Sub‐annual spatiotemporal dynamics of sediment and organic matter storage in beaver ponds

High, often nutrient-enriched, sediment loads in highly modified agricultural landscapes cause great ecological damage to receiving surface waters and expense in water resource management.

With their unique dam-building behaviour, the return of beavers (Castoridae) to their former ranges provides channel restoration and eroded sediment trapping potential. However, rates of sedimentation in beaver wetlands vary widely between studies. Further, as rates have generally been determined by averaging multi-year deposit thickness, finer temporal scale sedimentation dynamics and causal relationships are poorly understood.

We build upon a previous proof-of-concept study using sonar to monitor changes in the thickness of sediment and organic matter deposits in beaver ponds, over distances of metres and timescales of months. These spatial and temporal resolutions are finer than those previously published for active beaver ponds.

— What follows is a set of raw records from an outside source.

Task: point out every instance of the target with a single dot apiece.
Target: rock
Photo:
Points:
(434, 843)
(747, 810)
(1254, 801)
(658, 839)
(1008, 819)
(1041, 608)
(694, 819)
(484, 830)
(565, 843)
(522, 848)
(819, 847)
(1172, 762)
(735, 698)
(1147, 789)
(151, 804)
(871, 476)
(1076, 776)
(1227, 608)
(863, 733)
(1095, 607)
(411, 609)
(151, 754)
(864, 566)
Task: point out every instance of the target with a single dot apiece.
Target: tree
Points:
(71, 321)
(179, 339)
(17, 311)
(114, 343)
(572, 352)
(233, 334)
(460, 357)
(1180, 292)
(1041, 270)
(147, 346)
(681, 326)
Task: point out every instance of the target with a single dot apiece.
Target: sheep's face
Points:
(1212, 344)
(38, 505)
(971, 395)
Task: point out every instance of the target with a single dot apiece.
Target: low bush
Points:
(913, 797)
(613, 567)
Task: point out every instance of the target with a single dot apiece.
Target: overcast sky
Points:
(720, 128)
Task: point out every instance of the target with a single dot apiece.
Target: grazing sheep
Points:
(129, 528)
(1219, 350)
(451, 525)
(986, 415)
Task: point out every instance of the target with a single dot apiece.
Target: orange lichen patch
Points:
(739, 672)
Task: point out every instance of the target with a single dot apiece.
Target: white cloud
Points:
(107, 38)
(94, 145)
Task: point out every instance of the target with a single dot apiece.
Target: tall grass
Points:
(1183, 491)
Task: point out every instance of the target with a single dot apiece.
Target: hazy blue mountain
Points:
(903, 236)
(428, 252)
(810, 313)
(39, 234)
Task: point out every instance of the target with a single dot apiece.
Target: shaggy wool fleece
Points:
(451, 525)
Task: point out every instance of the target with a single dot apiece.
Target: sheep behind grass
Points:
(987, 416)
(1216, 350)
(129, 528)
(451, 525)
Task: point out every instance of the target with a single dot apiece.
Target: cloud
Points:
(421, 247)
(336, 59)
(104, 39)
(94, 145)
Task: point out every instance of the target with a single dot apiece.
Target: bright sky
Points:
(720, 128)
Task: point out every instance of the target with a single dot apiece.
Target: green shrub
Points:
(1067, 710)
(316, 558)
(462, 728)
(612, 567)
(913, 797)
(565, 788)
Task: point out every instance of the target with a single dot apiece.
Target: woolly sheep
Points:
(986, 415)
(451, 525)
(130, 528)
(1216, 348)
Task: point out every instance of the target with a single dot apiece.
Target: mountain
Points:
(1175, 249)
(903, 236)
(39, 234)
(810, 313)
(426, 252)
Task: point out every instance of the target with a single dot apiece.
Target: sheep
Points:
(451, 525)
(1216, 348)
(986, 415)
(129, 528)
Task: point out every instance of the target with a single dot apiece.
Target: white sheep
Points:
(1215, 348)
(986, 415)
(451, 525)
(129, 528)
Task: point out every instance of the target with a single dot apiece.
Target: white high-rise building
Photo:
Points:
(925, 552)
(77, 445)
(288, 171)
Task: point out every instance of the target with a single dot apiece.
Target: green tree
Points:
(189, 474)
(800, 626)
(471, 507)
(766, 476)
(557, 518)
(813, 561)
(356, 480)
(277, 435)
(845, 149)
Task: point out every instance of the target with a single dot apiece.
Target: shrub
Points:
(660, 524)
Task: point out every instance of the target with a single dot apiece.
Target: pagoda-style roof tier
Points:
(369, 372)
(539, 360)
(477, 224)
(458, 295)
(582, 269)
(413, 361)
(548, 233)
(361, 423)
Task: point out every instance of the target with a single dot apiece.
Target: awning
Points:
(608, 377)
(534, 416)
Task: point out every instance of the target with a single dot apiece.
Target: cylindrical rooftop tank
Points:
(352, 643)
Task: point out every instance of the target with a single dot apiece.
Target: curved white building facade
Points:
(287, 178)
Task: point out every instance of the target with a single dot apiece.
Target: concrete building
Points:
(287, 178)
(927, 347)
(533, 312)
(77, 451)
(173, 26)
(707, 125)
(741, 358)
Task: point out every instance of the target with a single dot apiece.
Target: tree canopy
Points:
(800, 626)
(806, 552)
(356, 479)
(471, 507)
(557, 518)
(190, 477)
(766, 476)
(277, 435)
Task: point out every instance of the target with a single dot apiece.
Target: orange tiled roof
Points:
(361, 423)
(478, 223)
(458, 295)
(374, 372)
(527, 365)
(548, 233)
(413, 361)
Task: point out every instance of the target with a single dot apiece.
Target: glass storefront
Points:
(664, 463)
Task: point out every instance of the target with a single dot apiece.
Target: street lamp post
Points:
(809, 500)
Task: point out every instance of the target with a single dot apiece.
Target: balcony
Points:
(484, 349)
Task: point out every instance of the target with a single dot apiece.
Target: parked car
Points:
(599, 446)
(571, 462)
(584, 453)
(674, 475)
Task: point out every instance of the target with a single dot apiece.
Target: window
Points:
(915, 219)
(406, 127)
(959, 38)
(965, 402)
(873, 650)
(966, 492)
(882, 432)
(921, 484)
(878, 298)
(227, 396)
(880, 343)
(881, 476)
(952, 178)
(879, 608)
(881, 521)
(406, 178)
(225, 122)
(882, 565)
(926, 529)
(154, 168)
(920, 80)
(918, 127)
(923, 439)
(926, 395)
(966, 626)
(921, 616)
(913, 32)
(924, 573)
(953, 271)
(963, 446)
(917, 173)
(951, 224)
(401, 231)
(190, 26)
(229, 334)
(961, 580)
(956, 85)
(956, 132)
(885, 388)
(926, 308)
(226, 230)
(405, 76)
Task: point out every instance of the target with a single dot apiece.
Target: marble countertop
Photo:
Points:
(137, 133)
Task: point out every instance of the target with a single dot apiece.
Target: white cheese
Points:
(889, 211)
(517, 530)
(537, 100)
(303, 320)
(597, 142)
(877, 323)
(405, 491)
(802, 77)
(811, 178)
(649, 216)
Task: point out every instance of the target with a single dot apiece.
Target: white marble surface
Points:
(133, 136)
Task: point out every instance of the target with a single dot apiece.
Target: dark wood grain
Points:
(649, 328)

Of the five study ponds in three separate enclosed beaver cascades in south-west England, three showed net sediment accretion and two ponds showed net erosion during the study. Total Carbon and Total Nitrogen content were higher than similar non-beaver ponds. All ponds showed spatial (≤5 m) and temporal (within 2–4 months) variation in accretion and erosion rates.

The position of ponds in the beaver dam cascades, and the maximum antecedent rainfall accounted for 76% of the variation in average daily elevation change. All ponds showed net accretion between surveys with rainfall intensity <12 mm hr−1. Above this intensity, first ponds in the cascades increasingly showed net erosion, whereas second ponds showed negligible change, and the third pond in a sequence showed increasing accretion.

The results help explain the impacts and dynamics of sediment and associated carbon and nutrient storage in beaver wetlands. Future research can build on these findings over a wider range of non-enclosed, wild beaver cascades to test hypotheses around beaver wetlands' potential to mitigate sediment and nutrient transport, particularly in intensively managed catchments.